時を同じく(一社)北海道消費者協会が実施した講座「原発処理水と風評被害について考える」を受講した。講師は北海学園大学地域経済学科の濱田武士教授。水産物輸出は北海道経済の要。消費者として見過ごすことはできず、メモしたことを整理しておきたい。
2022年の日本の水産物の輸出額は、3873億円。主な輸出先国・地域は中国、香港、米国で、これら3か国・地域で輸出額の5割以上を占める(図表1-19)。品目別では、中国等向けのホタテガイが断然トップ。日本での主なホタテの生産地は北海道と東北地方(三陸・青森)。いわば、これらの地域は中国に依存していたのだ。そこが崩れた。その穴埋めは容易ではない。
中国以外の国へ販路を伸ばしたいところだが、道新報道にあるとおり「加工」が壁となる。中国は日本から受け入れた殻付きの冷凍ホタテを自国で殻をむいて加工後、華僑ネットワークに乗ってアメリカに再輸出している。香港、台湾等も同様のルートで再輸出することは同じだが、貝柱のみの状態でしか輸入しない。これに対し、輸出側の日本は人口が少なく、加工するための人手が足りず、対応が難しい。
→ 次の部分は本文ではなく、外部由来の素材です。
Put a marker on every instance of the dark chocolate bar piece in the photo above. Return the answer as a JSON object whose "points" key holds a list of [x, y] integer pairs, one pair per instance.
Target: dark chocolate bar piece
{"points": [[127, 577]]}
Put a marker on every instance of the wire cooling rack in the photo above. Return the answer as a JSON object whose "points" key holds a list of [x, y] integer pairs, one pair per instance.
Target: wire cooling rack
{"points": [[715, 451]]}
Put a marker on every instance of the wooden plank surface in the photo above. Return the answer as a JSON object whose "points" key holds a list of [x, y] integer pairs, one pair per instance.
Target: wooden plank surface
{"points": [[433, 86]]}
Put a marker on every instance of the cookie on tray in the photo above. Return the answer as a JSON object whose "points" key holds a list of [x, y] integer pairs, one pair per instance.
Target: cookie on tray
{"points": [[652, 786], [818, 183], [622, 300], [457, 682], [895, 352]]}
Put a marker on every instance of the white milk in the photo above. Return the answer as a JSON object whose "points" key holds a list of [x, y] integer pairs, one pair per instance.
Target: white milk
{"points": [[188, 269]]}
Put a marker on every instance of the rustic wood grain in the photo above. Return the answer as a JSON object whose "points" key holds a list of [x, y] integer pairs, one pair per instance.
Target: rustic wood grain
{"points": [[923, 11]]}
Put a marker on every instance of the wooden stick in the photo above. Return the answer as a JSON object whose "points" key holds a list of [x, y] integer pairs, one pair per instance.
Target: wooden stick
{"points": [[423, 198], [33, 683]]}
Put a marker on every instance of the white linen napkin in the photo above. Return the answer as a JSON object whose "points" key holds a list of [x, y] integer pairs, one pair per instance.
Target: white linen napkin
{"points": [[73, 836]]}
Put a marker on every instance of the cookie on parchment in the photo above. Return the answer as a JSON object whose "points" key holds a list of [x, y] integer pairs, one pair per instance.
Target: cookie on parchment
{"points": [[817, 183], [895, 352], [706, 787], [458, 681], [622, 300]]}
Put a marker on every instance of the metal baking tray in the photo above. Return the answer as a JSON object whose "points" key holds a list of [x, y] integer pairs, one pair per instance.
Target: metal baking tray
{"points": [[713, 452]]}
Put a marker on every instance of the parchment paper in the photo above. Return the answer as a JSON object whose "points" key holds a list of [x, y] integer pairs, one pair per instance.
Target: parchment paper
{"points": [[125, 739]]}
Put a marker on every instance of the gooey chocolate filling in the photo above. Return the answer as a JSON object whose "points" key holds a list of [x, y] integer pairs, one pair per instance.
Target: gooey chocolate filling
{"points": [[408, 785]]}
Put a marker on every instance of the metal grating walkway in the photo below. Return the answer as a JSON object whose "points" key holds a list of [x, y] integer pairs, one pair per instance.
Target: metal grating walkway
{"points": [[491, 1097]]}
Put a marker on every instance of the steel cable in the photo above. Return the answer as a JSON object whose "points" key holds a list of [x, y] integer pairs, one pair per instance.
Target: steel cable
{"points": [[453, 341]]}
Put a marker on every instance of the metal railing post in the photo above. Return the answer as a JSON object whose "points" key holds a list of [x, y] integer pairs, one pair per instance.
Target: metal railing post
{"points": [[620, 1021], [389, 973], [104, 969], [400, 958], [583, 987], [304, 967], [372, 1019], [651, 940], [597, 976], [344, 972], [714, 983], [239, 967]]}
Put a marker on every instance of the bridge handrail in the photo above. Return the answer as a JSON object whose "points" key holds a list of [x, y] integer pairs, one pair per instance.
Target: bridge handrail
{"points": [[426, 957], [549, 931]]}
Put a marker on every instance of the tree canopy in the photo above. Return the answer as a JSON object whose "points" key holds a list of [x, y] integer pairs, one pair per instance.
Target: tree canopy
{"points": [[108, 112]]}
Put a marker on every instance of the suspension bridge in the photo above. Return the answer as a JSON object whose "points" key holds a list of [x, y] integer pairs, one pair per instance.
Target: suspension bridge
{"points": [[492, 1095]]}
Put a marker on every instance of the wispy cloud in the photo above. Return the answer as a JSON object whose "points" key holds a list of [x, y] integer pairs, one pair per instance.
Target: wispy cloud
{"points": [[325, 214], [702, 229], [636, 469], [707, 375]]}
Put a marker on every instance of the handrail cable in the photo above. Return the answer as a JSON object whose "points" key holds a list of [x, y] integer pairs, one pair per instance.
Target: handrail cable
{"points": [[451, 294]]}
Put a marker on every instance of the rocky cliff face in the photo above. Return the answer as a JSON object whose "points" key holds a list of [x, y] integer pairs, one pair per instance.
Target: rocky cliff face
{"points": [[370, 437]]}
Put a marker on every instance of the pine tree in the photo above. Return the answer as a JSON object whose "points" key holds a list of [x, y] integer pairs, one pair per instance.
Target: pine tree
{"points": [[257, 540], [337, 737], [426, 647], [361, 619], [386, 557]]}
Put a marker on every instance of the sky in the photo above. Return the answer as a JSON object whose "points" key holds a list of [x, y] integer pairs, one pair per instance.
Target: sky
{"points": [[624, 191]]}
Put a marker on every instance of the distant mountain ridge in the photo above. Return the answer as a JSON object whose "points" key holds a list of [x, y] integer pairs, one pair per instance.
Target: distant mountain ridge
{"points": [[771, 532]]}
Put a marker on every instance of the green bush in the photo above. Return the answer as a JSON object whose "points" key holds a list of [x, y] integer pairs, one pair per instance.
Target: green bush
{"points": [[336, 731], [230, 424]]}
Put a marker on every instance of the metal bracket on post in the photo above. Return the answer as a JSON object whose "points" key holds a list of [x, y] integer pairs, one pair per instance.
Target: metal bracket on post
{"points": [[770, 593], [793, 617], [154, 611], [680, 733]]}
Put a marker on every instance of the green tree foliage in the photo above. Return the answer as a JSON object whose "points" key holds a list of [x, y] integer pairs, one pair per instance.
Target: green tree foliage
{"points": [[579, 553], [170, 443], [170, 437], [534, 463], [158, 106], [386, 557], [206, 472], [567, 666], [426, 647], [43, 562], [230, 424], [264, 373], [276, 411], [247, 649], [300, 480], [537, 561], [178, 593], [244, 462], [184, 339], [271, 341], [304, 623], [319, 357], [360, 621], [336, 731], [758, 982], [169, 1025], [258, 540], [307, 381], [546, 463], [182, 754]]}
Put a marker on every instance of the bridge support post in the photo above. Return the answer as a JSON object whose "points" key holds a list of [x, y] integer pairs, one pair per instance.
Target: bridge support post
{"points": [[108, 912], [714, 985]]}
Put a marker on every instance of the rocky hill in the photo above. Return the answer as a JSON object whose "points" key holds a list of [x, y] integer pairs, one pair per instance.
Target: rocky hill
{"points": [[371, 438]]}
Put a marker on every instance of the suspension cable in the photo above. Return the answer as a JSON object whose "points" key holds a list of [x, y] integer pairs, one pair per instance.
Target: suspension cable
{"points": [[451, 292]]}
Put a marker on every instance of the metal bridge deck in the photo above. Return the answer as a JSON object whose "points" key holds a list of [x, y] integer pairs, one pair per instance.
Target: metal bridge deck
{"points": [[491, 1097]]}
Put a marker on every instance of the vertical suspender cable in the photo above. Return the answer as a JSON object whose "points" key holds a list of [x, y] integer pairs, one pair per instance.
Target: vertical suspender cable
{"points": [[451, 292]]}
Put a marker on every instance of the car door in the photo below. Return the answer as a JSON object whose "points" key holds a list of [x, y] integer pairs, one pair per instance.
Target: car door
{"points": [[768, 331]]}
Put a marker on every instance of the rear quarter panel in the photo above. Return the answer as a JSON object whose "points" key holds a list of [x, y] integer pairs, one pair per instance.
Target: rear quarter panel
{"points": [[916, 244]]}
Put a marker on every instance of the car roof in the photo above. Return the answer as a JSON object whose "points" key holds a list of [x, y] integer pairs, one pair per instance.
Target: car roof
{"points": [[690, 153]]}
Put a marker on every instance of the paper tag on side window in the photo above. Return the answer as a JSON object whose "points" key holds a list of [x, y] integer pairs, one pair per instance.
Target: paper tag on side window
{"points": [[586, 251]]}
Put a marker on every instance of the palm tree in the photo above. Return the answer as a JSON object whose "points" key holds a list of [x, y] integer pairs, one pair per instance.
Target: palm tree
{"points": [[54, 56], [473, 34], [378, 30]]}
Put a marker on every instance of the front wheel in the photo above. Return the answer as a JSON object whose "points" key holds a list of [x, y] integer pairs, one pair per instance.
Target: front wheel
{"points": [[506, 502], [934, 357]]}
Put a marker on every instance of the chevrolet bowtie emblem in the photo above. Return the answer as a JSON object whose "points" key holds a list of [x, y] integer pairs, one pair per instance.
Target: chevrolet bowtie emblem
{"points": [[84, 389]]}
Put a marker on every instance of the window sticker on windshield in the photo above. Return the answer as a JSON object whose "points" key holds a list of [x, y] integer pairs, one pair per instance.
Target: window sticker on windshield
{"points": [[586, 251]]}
ホタテの価格が徐々に下落しているものの大きく下落しないのは、ホタテは一定期間なら冷凍保存できるため、海洋放出前に中国向けとして用意していたホタテを水産加工業者が保管、値崩れを防いでいるからだ。会場から「十勝地方にはホタテが無い」との声が上がったが、ホタテが無いわけではなく、高値で買っているために市場に出せないのだ。「賠償金貰っているんでしょ。もっと安くならないの?」などという声が出れば努力は水泡に帰す。それでも在庫が積みあがれば、やがては価格が保持できなくなる。そうなれば水産加工業者は今後、生産者から買い取る価格を下げざるをえなくなる。生産者、加工業者ともに状況は深刻だ。どこまで頑張れるかが問われている。
道は消費拡大に向けた緊急対策「食べて応援!北海道」キャンペーンを実施中。今後も影響解消に向けた取り組みを積極的に進めていく方針だ。ふるさと納税の返礼品、学校給食・社員食堂に安く配る。すると食材納入業者の仕事が減るかもしれない。消費者は消費者で、他のモノを食べてはいけないような錯覚に陥ることも考えられる。大なり小なり必ずどこかにひずみが出る。
「食べて応援…」には限界がある。いつかは終わる。その時のショックを和らげるためには、出来る限り短期間でソフトランディングしたいもの。中国との取引再開、更には輸出先をアジア圏に拡大していくことが模索されている。